More recently, the Lille Intensive Care COVID-19 and Obesity study group reported a high frequency of obesity among patients admitted in intensive care for SARS-CoV-2. The authors found that the severity of the disease increases with BMI [9]. The pandemic has spread to the USA in an extremely fast manner and obesity has been reported to be the main risk factor for respiratory failure leading to invasive mechanical ventilation that, not surprisingly, was 10 times higher than in China [1, 10]. In the largest report form the New York City area, which included 5700 patients hospitalized for COVID-19, hypertension, obesity, and diabetes were present in 56.6%, 41.7%, and 33.8%, respectively, and mortality in patients requiring mechanical ventilation was 88.1% [10].

It is now becoming clear that the missing tile is the prevalence and the degree of obesity, accounting for the disparities in the severity of the disease. One may be speculated that obesity is responsible for hypertension and diabetes which are in turn responsible for the severity of the disease.
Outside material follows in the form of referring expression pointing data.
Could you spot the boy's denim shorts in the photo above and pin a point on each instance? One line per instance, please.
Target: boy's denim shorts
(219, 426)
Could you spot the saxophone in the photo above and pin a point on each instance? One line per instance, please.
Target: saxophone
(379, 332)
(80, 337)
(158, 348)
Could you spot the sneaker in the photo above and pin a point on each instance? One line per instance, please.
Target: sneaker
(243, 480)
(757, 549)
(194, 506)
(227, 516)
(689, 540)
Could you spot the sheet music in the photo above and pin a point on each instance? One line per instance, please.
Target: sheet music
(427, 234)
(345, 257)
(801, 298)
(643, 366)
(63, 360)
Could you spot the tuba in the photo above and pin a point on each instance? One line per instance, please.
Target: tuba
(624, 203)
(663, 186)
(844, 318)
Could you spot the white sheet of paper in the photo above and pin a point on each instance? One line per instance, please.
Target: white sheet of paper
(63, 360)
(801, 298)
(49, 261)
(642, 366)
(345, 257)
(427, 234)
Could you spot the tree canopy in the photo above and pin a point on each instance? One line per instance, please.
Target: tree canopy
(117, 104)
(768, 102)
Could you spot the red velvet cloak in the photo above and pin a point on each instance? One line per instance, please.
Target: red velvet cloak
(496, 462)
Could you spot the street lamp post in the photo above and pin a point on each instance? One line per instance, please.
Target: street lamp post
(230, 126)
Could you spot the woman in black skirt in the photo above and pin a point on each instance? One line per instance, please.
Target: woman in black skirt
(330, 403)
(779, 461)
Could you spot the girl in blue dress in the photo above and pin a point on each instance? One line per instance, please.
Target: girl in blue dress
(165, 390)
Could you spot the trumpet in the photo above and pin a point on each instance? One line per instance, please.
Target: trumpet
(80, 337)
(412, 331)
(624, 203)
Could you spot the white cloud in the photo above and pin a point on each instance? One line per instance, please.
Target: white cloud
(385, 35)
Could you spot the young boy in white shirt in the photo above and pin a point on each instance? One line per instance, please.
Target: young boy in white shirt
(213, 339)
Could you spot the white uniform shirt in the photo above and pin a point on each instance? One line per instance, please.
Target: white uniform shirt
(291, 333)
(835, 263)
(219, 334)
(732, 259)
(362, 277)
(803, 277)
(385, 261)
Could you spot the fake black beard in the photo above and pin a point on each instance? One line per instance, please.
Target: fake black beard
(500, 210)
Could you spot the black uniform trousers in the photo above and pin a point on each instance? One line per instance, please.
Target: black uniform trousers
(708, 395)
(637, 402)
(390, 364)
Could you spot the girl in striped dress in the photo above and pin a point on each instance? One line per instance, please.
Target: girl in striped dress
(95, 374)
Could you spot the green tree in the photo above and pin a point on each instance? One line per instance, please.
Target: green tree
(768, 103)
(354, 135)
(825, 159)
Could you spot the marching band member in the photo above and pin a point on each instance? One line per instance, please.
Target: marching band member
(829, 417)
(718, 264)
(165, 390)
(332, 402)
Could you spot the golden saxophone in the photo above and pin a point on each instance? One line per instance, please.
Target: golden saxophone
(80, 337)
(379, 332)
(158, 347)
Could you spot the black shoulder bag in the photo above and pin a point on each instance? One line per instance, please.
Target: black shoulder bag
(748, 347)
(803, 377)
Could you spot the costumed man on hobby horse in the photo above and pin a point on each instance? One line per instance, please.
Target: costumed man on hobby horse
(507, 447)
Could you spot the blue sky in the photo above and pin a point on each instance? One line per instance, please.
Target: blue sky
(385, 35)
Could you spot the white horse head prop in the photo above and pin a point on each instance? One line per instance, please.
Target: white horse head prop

However, the problem can also be taken in the opposite sense, since the adipose tissue is a major source of inflammatory molecules, including IL-6, which may aggravate the SARS-CoV-2.

Obesity is associated in humans and in experimental animals with an imbalance in the RAAS system resulting in an overexpression of the ANG II and AT1R axis at the systemic level [11] and at the level of the adipose tissue [12]. This statement is reinforced by findings in obese rats showing that without adequate exercise, the deleterious ANG II and AT1R axis predominates in spite of increased quantity of ACE 2 [13]. Actually, ACE 2 is largely expressed in adipose tissue and significantly more in visceral than peripheral subcutaneous adipose tissue [14]. Consequently, obese individuals, especially those with exceeding visceral adipose tissue, could develop an explosive systemic response of the ANG II and AT1R axis and could be able to host and stock a huge viral load, possibly contributing to development of a more severe form of the disease. As no specific symptoms or signs of adipose tissue infection develop, this is overlooked in clinical practice where clinicians focus on organ insufficiencies. Then, in the setting of COVID-19, obesity-related metabolic comorbidities should not be solely regarded as the direct responsible for the more severe disease course as suggested recently but also (or, maybe, rather) as accompanying clinical characteristics of a phenotype that could contribute, or lead, to the risk of mortality, i.e., the accumulation of visceral adipose tissue [15]. It is of paramount importance to note that weight loss, even modest, reverses the imbalance of the RAAS at the adipose tissue as well as at the systemic levels [11]. Additionally, the adipose tissue may host in obese individuals a larger viral load behaving as a reservoir and giving a higher potential for diffusing the virus and contaminating other individuals.

Upon that, it may be speculated that individuals with a history of bariatric surgery may have a reduced risk of the severe form of COVID-19 disease compared with obese individuals without bariatric surgery. While this remains speculative and in light of these pieces of evidence, the fact that bariatric surgery is currently being held still with thousands of patients waiting for their surgery should be questioned [16].